Furthermore, several motions to seal sought to keep the full names of adult claimants protected, but Hodges disagreed.
He explained that all of the claimants’ names are included in state court complaints.
“The names are necessary for matching with other information in order that things can be properly evaluated,” he said.
Plaintiffs firms also sought to keep the questionnaires sealed, arguing that they should be protected under prior confidentiality agreements. However, Hodges held that the public’s right to access overcomes whatever expectations may have been created by the agreements.
Addressing Garlock’s motion to seal, Hodges concluded that disclosure of the MEA and PEF documents is proper because the debtor’s counsel testified about its reasons for settling cases, thus placing the materials into the record and waiving any privileges the documents previously held.

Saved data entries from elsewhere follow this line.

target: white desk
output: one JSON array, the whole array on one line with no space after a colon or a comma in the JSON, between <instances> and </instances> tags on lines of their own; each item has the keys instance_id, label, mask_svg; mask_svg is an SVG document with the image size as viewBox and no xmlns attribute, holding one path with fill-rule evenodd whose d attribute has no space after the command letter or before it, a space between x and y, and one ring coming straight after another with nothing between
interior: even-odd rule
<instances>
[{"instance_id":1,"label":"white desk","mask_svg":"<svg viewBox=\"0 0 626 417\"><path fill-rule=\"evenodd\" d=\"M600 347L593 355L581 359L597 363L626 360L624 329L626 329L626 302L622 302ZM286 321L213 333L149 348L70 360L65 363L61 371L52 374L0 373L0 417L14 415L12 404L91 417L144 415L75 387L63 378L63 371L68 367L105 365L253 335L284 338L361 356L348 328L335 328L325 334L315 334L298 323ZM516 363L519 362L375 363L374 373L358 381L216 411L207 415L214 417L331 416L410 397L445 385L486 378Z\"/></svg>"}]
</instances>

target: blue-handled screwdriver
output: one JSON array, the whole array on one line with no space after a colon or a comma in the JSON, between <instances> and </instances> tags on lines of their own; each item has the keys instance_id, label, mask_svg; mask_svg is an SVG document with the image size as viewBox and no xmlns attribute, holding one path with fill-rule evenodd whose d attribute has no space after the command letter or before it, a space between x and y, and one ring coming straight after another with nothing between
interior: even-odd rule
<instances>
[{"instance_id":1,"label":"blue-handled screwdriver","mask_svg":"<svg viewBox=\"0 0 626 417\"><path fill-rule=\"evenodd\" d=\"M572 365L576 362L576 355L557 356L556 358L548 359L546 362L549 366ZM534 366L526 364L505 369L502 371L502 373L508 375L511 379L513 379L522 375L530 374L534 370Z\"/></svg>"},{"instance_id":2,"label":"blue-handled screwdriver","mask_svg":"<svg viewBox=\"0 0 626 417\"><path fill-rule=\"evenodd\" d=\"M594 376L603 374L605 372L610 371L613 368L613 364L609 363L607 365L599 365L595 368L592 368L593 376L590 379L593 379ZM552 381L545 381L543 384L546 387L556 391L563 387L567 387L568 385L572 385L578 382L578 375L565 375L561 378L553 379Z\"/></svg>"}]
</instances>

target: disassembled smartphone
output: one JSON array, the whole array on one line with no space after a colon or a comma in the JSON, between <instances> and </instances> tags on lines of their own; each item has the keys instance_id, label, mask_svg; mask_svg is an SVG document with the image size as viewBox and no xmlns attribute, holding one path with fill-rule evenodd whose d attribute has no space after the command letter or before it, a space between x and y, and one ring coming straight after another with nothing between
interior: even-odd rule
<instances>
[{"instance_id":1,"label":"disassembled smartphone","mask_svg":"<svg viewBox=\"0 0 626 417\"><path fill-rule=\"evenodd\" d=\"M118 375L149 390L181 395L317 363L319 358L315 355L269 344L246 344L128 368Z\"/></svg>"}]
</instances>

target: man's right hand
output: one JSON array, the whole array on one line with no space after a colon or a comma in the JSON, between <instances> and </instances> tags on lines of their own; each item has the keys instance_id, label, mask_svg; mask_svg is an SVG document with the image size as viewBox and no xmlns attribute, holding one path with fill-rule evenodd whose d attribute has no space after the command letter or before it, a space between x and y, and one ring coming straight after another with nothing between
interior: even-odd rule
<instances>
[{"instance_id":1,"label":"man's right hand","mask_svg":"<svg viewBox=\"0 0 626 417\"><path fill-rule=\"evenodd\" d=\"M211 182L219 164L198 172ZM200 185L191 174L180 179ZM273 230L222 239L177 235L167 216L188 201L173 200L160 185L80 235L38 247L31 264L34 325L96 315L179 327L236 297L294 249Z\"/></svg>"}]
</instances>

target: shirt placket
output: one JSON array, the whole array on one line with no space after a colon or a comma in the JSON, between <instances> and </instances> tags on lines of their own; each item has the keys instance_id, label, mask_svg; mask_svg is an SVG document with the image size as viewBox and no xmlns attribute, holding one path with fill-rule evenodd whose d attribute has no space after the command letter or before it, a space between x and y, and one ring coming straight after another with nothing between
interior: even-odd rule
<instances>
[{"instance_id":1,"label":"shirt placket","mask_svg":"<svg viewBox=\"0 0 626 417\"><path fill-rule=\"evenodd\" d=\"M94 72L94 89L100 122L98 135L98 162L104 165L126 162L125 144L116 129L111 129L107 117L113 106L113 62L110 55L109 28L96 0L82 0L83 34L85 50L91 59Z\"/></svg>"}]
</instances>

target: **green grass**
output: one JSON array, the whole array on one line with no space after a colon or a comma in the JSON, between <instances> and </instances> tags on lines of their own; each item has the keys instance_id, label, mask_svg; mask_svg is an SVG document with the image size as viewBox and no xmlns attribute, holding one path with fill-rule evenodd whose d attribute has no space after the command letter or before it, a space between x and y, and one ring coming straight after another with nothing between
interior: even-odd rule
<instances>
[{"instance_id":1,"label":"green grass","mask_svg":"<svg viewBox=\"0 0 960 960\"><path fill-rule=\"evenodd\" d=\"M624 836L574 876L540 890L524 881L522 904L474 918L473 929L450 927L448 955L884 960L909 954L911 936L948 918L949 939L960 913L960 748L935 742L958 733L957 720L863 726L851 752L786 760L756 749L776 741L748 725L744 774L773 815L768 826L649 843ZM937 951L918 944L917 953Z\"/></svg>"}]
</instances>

“I think all of that requires that the information not be sealed, that Garlock’s reason for settling cases is an issue. Garlock put it at issue,” he said.
Hodges admitted that his conclusion from reading the unsealed documents is “substantially different” than what the Asbestos Claimants Committee asserts. But he determined that the public is entitled to see the material and “make up its own mind about those things.”

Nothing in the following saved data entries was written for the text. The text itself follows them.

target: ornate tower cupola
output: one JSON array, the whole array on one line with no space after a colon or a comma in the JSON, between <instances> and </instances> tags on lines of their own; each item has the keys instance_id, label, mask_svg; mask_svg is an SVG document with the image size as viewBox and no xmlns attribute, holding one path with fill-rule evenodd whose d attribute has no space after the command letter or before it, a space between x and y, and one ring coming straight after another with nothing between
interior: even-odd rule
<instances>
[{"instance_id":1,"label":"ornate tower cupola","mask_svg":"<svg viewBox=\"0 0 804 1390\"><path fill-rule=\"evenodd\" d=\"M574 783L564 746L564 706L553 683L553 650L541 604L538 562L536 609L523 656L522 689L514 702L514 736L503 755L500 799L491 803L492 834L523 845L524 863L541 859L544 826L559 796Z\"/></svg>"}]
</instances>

Hodges’ ruling comes after U.S. District Judge Max O. Cogburn, Jr.’s July 23 ruling in favor of Legal Newsline and other proponents of public access. He concluded that evidence alleging fraud on the part of asbestos attorneys should not have been sealed.
Cogburn, a President Barack Obama-appointee who took the bench in 2011, ruled that sealing documents and witness testimony is the exception, not the rule, to handling confidential information. As a result, he reversed Hodges’ denial of the motions seeking access to evidence admitted under seal and remanded the proceedings back to the bankruptcy court with instructions on how to handle the unsealing process.

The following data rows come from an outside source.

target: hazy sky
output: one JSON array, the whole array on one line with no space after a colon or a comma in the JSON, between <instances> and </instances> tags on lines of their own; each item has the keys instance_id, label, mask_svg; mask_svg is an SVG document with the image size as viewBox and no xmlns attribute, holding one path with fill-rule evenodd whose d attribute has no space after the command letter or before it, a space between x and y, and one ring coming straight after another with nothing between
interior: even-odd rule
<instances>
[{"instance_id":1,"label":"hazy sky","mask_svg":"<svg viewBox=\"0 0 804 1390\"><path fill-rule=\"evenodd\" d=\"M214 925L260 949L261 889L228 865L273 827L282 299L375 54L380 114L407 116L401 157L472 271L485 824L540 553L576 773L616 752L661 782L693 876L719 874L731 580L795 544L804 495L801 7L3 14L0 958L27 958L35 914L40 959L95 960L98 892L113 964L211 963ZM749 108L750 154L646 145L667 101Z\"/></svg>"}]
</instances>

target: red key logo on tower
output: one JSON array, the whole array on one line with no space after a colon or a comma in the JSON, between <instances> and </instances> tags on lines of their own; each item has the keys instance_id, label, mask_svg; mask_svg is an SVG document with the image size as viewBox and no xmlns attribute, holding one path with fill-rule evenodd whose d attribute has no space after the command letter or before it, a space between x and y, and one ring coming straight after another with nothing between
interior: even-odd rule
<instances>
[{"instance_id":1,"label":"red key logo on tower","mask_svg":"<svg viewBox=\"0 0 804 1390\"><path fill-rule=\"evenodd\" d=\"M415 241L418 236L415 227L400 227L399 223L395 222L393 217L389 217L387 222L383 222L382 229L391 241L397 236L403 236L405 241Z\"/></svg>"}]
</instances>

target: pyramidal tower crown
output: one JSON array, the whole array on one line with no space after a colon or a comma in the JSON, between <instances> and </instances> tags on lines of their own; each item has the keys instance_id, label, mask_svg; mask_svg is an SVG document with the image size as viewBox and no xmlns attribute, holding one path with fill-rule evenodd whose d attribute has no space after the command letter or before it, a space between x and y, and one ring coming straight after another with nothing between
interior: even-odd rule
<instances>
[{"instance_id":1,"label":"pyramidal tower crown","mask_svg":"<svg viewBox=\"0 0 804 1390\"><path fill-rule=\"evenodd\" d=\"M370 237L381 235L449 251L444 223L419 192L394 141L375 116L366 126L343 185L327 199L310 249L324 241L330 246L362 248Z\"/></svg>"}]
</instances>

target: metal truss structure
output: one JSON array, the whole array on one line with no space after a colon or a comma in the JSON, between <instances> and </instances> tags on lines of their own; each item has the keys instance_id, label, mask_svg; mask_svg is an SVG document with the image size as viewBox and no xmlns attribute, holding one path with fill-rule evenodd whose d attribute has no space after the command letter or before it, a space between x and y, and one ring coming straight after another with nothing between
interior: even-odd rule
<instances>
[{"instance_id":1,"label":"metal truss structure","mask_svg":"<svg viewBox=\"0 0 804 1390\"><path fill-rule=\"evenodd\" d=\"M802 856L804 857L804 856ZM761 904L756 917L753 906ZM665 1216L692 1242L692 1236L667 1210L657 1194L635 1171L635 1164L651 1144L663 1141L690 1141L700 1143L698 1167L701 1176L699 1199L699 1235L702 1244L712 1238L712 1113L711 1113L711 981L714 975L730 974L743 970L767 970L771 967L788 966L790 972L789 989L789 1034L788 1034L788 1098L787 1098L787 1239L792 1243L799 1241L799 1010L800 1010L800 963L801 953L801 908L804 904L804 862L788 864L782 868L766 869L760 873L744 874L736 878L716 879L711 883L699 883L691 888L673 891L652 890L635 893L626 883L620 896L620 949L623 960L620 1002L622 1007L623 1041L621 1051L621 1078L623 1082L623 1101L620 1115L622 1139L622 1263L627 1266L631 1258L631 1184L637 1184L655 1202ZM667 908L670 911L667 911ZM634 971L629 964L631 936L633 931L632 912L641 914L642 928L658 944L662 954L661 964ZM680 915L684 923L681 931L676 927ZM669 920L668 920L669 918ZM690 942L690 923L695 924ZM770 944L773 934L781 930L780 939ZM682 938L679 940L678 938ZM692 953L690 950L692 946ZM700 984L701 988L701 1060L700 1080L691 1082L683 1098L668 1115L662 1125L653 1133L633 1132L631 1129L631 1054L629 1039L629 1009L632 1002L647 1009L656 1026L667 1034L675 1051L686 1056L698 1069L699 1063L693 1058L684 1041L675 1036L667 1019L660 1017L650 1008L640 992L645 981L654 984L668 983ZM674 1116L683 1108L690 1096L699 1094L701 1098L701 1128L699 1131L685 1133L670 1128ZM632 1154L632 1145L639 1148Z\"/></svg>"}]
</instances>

“As a gatekeeper, a judge must consider sealing as the exception to the rule, give the public notice of its intent to seal, require counsel to provide valid reasons for such extraordinary relief, and then explain that decision as well as the reason why less drastic alternatives were not employed,” Cogburn wrote.
As a result, Hodges released instructions and deadlines for the unsealing process in the Garlock proceeding.
According to Hodges’ instructions, any party wishing to keep documents under seal must file a motion to seal proving confidentiality is appropriate.
Cogburn’s order, in the United States District Court for the Western District of North Carolina, came after a July 15 hearing addressed consolidated appeals from Legal Newsline, solvent asbestos defendants and other interested parties.
Legal Newsline’s first appeal came prior to the Garlock estimation trial on July 31, 2013, in response to Hodges’ decision to close portions of the trial and documents associated with it. It then filed an additional appeal seeking access to the evidence and sealed trial transcripts from the January decision.
After Hodges’ ruling, several interested parties filed similar motions requesting access to sealed Rule 2019 filings.
Cogburn agreed that the proceedings were improperly closed, and, therefore, reversed the closure and the denial of Legal Newsline’s motion.
On remand, Hodges entered an order establishing a protocol for consideration of unsealing evidence from the estimation hearing.
Hodges' landmark January ruling said plaintiffs' attorneys had manipulated their clients' exposure evidence while trying to maximize recovery against Garlock in civil lawsuits.
“This occurrence was a result of the effort by some plaintiffs and their lawyers to withhold evidence of exposure to other asbestos products and to delay filing claims against bankrupt defendants’ asbestos trusts until after obtaining recoveries from Garlock,” Hodges wrote.
“It appears certain that more extensive discovery would show more extensive abuse,” he continued. “But that is not necessary because the startling pattern of misrepresentation that has been shown is sufficiently persuasive.”